El hábitat del leopardo consistía en una cascada y un bosque de abedules y bambúes, rodeados por una alta carpa de lona y una malla de acero inoxidable. El interior del terreno era escarpado y en su ladera unos tubos semejantes a túneles conducían al área de observación rodeada de ventanas.

El leopardo de las nieves descansaba sobre una roca y miró a Zack, asociando su llegada con la hora de comer. La lluvia negra le había manchado el pelaje, pero aun así el animal tenía un aspecto majestuoso. Medía más de un metro de alto, y podía saltar doce o quince metros si estaba motivado, como por ejemplo, cuando se lanzaba sobre una presa.

Saltó de la roca y comenzó a rondar en círculos. La explosión del rifle había contrariado al felino. ¿Por qué el Amo quería que Zack lo matara? ¿Cuál era su propósito? Exigirle ejecutar al animal más valiente para que los demás pudieran sobrevivir parecía un sacrificio.

Se asustó cuando el leopardo saltó hacia la malla que los separaba, enseñándole los colmillos afilados. Estaba hambriento y decepcionado al no oler ningún alimento, y a la vez inquieto por el disparo, aunque no fue eso lo que Zack interpretó. Saltó hacia atrás antes de recobrar la compostura, y apunto al animal para responder a su gruñido intimidante. La hembra describió un círculo cerrado sin apartar sus ojos de él. Su apetito era voraz, y Zack se dio cuenta de que necesitaba comer continuamente, y si la comida se acababa, se alimentaría de la mano que le daba de comer sin dudarlo un solo instante. Le atacaría si tenía que comer. Así de simple.
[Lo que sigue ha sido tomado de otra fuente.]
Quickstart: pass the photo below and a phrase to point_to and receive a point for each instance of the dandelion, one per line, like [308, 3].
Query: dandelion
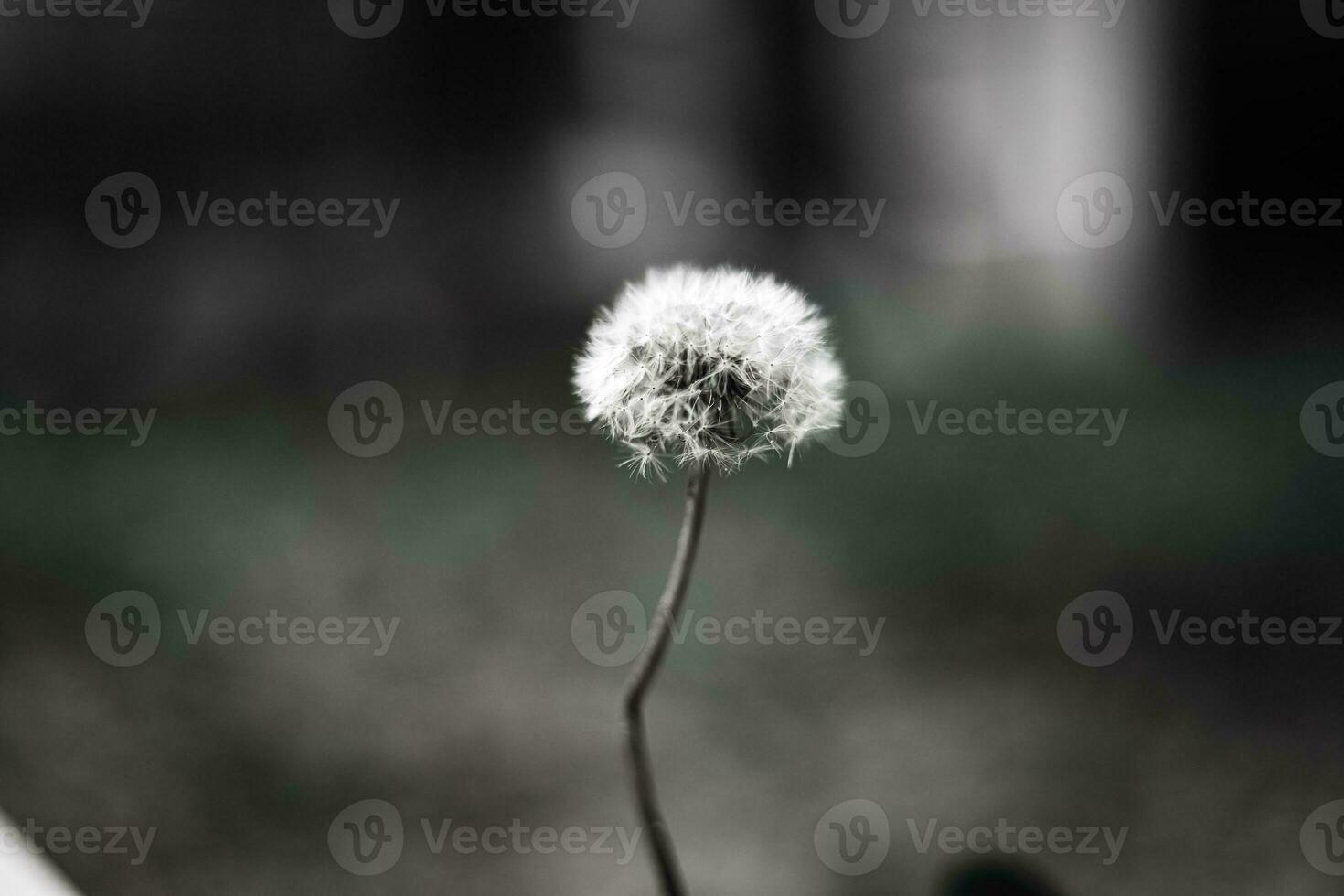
[705, 368]
[709, 368]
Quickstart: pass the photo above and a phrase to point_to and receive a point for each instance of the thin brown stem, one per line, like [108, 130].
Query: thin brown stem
[641, 676]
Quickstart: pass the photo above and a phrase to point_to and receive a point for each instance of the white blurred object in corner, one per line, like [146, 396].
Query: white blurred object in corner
[25, 873]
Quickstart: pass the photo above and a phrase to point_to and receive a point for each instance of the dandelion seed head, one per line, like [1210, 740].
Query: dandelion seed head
[709, 367]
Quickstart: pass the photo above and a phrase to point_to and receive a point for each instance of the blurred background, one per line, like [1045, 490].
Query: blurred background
[491, 132]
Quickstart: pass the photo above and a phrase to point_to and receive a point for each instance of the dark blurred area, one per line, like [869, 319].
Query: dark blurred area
[485, 128]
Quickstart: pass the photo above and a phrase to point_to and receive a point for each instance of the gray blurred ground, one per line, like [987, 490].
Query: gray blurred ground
[484, 710]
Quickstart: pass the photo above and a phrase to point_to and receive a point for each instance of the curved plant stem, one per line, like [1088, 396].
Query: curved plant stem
[645, 667]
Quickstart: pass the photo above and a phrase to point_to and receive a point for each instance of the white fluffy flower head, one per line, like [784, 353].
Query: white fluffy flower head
[709, 367]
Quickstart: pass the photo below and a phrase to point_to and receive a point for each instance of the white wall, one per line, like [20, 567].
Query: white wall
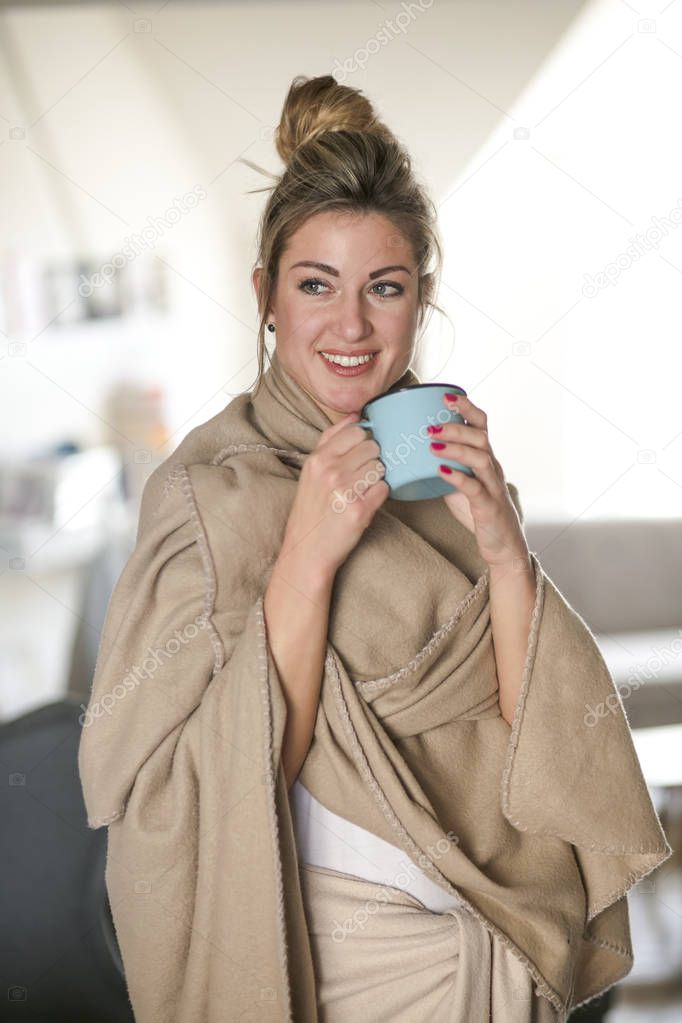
[118, 122]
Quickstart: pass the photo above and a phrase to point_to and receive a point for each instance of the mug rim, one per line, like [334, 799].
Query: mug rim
[413, 387]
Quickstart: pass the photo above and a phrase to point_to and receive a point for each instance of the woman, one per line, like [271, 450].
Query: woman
[407, 670]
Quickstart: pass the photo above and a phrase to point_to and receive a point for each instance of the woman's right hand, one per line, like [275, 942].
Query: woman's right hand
[339, 490]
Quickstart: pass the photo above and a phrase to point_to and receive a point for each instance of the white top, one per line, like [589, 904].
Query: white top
[325, 839]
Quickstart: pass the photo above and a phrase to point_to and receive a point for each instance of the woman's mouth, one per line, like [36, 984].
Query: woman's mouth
[345, 365]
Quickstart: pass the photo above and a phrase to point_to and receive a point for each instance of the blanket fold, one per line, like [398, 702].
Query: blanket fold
[541, 829]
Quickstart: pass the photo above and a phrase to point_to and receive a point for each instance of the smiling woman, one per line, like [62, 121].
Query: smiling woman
[365, 790]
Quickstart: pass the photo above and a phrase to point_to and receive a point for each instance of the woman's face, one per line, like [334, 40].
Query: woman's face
[360, 299]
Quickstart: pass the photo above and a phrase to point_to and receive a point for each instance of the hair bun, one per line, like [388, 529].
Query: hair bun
[314, 105]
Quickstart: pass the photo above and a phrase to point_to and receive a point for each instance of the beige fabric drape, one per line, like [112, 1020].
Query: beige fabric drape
[380, 954]
[540, 829]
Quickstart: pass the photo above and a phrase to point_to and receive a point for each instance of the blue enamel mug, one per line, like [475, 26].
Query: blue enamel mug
[399, 423]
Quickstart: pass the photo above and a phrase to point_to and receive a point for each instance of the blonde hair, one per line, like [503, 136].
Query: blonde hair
[338, 156]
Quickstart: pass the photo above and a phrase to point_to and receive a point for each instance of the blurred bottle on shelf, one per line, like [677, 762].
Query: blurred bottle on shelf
[138, 428]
El Amo estaba en lo cierto: Zack sentía miedo del leopardo, y con razón. Pero ¿quién era el guardián y quién el mantenido? ¿Acaso la hembra no tenía a Zack trabajando para ella, alimentándola durante todos estos meses? Él era su mascota tanto como ella lo era de él. Y ahora que tenía el fusil en la mano, le pareció que aquello no estaba bien.
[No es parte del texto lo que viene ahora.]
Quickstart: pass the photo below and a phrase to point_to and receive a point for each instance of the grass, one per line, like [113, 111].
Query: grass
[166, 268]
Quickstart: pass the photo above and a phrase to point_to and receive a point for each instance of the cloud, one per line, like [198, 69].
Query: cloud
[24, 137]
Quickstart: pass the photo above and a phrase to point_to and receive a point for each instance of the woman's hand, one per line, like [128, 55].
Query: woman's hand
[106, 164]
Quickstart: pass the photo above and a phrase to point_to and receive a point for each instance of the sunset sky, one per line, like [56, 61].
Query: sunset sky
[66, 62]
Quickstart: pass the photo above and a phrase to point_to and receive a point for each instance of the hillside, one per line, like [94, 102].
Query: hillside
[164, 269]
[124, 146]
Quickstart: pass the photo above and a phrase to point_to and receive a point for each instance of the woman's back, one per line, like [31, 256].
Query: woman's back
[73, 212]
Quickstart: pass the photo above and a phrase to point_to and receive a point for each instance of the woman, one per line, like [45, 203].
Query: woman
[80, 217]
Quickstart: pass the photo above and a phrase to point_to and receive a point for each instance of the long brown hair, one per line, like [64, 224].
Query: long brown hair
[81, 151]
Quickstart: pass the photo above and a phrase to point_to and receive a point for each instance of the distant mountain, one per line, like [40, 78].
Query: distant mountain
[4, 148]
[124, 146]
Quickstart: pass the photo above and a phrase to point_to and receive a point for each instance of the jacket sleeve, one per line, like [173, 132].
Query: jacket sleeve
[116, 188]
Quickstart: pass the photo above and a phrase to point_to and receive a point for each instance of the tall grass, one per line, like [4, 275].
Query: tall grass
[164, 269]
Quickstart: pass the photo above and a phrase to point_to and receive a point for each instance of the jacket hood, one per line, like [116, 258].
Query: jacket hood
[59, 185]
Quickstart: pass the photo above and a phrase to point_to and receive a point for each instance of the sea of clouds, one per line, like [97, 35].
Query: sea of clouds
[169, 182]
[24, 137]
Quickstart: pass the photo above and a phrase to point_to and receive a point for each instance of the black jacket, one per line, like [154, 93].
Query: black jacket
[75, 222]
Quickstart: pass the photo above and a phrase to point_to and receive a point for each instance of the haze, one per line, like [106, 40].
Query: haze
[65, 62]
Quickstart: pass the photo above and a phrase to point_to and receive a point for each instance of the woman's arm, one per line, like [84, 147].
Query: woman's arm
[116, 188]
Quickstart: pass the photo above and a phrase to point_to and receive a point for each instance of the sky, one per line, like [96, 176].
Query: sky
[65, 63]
Zack detestó la arrogancia y la fiereza del felino. Caminó alrededor del recinto, seguido por el leopardo al otro lado de la malla. El muchacho entró en la zona restringida —«Solo para empleados»—, y miró a través de la rejilla de la puerta por la que introducía la carne o los animales vivos. La respiración agitada de Zack parecía llenar todo el recinto. Levantó la puerta vertical, sostenida por unas bisagras, que se cerró de golpe tras él.